Holan memegang dahinya, menutupi matanya dengan telapak tangan. Ia menghela napas panjang sembari berkaca-kaca.

"Apa masa itu akhirnya datang sekarang? Aku seperti orang tua yang kolot, maafkan aku, Taka. Kau harus menjelaskannya seperti ini."

Rataka menepuk bahunya. "Kawan, tidak apa-apa seperti ini. Aku tidak tahu bagaimana rasanya memiliki keluarga. Tapi aku kira kau sudah menjadi ayah yang sangat baik untuk mereka, percayalah."

"Rasanya seperti baru kemarin aku mengadopsi Dio dan Amy. Bagaimana mungkin mereka tumbuh secepat ini. Nadia, cepatlah bangun, kau harus melihat anak-anakmu yang sebentar lagi mungkin akan meninggalkan kita."

"Hei, kenapa kau berkata seperti itu. Aku tidak mengatakan mereka kan segera menikah, kan?"

"Mungkin aku terlalu lama bekerja di kepolisian, sepertinya aku jadi makin kaku dan lemah."

"Apa? Apa itu bahkan mempengaruhimu?" Rataka tertawa. "Ayolah jangan lembek seperti ini, kau tidak lihat direktur, kau tidak lihat ayahmu huh?! Masa kau kalah?
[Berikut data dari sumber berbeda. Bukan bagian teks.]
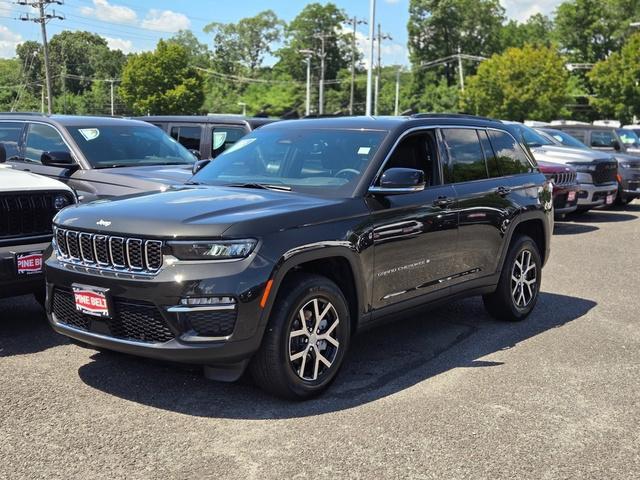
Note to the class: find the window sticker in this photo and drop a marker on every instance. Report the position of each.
(239, 144)
(218, 139)
(89, 133)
Memalukan sekali astaga!" Rataka tertawa. "Aku akan mengambilkan wine terbaik ku kali ini."

Rataka mengambil salah satu botol di rak belakangnya, membuka lalu menuangkannya di gelas kosong Holan.

"Apa aku berhenti saja dari kepolisian?"

"Kau gila, justru itu aku memanggilmu kesini, sialan!"

"Apa maksudnya."

"Aku belum selesai membahas tentang Alfa. Aku minta kau selidiki tentangnya. Aku kemarin melihat dia diletakkan begitu saja oleh seseorang di depan rumah sakit. Saat ini Alfa tengah dirawat di sana.

"Rumah sakit Satria?"

"Iya. Aku tidak tahu apa ini kebetulan atau tidak. Tapi ada dua kemungkinan pelaku mengantar Alfa ke rumah sakit milik keluarga Satria. Pertama, kemungkinan tempat kejadian dia menyiksa Alfa dekat daerah situ atau yang kedua, dia menyerahkan anak itu pada kita dan membuangnya."

"Aku paham maksudmu. Karena dia sudah tidak berguna lagi, kemungkinan besar nak itu akan mati semakin tinggi. Sepertinya mereka tahu kalau Alfa dan Amy memiliki hubungan lebih dari pengawas dan yang diawasi."

"Kau sudah kembali pada dirimu yang logis sekarang."